Recent studies have highlighted the complex interactions between the pulmonary microbiota and lung cancer pathogenesis, progression, and treatment response. Once considered sterile, the lung is now recognized as a dynamic ecosystem harboring diverse microbial communities. Alterations in these communities have been linked to lung cancer development, immune modulation, and therapy resistance (Yang et al., 2023; Zhao et al., 2021; King, 2024). Emerging evidence suggests that specific microbial signatures may influence chemotherapy efficacy by modulating the tumor microenvironment, immune responses, and drug metabolism (Xue et al., 2023). Analyzing microbial profiles in bronchoalveolar lavage fluid (BALF) from lung cancer patients could provide insights into microbial determinants of treatment response and identify novel predictive biomarkers.
The lung’s metabolic landscape also plays a critical role in cancer biology and treatment outcomes. Metabolites, as end products of cellular processes, reflect the interplay between host metabolism and microbial activity. Dysregulated metabolic pathways, such as glycolysis, amino acid metabolism, and lipid metabolism, are hallmarks of cancer and have been associated with tumor progression, metastasis, and chemotherapy resistance (Yoo et al., 2020; Faubert et al., 2020). Furthermore, the pulmonary microbiota can produce bioactive metabolites that influence host immunity and drug efficacy. By examining metabolic signatures in BALF, we can identify metabolites associated with chemotherapy response, complementing microbial biomarkers for treatment prediction. Integrating microbial and metabolic profiling holds great promise for advancing precision medicine in lung cancer chemotherapy.

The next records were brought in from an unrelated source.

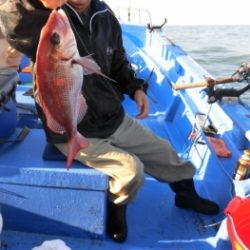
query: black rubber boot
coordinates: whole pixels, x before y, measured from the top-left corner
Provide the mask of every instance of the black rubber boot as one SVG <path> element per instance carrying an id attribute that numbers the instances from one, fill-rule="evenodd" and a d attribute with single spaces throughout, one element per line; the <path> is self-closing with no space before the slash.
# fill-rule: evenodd
<path id="1" fill-rule="evenodd" d="M 108 204 L 107 231 L 110 237 L 119 243 L 127 239 L 127 205 Z"/>
<path id="2" fill-rule="evenodd" d="M 175 205 L 177 207 L 192 209 L 208 215 L 219 212 L 219 206 L 215 202 L 204 199 L 197 194 L 193 179 L 174 182 L 169 186 L 176 193 Z"/>

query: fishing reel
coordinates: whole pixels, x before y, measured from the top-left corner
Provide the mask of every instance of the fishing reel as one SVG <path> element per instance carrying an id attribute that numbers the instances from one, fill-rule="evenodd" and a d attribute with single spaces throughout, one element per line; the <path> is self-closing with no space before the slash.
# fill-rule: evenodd
<path id="1" fill-rule="evenodd" d="M 215 89 L 214 84 L 208 84 L 206 93 L 208 96 L 208 103 L 214 103 L 217 100 L 221 101 L 223 97 L 239 97 L 247 90 L 250 89 L 250 62 L 245 62 L 231 76 L 234 82 L 246 81 L 247 85 L 241 89 L 235 88 L 217 88 Z M 232 82 L 233 82 L 232 81 Z"/>

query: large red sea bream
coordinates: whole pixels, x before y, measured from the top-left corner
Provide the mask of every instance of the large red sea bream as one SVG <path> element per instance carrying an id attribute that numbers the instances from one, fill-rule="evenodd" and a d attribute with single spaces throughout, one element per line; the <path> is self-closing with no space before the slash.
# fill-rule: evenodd
<path id="1" fill-rule="evenodd" d="M 100 72 L 90 58 L 79 56 L 76 40 L 63 10 L 53 10 L 41 31 L 36 56 L 36 98 L 46 116 L 47 127 L 67 133 L 67 168 L 89 141 L 77 131 L 87 105 L 81 88 L 84 74 Z"/>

Materials and methodsStudy cohorts
This study included a cohort of 25 patients diagnosed with lung cancer, all of whom underwent bronchoscopy at the Department of Respiratory and Critical Care Medicine, Affiliated Jinhua Hospital, Zhejiang University School of Medicine. The patients were admitted with space-occupying lesions in the lung between January 2024 and July 2024. BALF, serum, and clinical data were collected from each participant. The inclusion criteria for the study were: (1) initial patient visit, (2) subsequent confirmed diagnosis of lung cancer, and (3) performance of bronchoscopy and collection of BALF at our institution, (4) follow-up in our hospital for 4–6 times of chemotherapy. The exclusion criteria were as follows: (1) history of cancer, (2) antibiotic use within the preceding 3 months, and (3) presence of co-infection, immunodeficiency, or liver and kidney dysfunction.
Compete response (CR) and partial response (PR) were defined as chemo-sensitive patients. Stable disease (SD) and progressed disease (PD) were defined as chemo-insensitive patients.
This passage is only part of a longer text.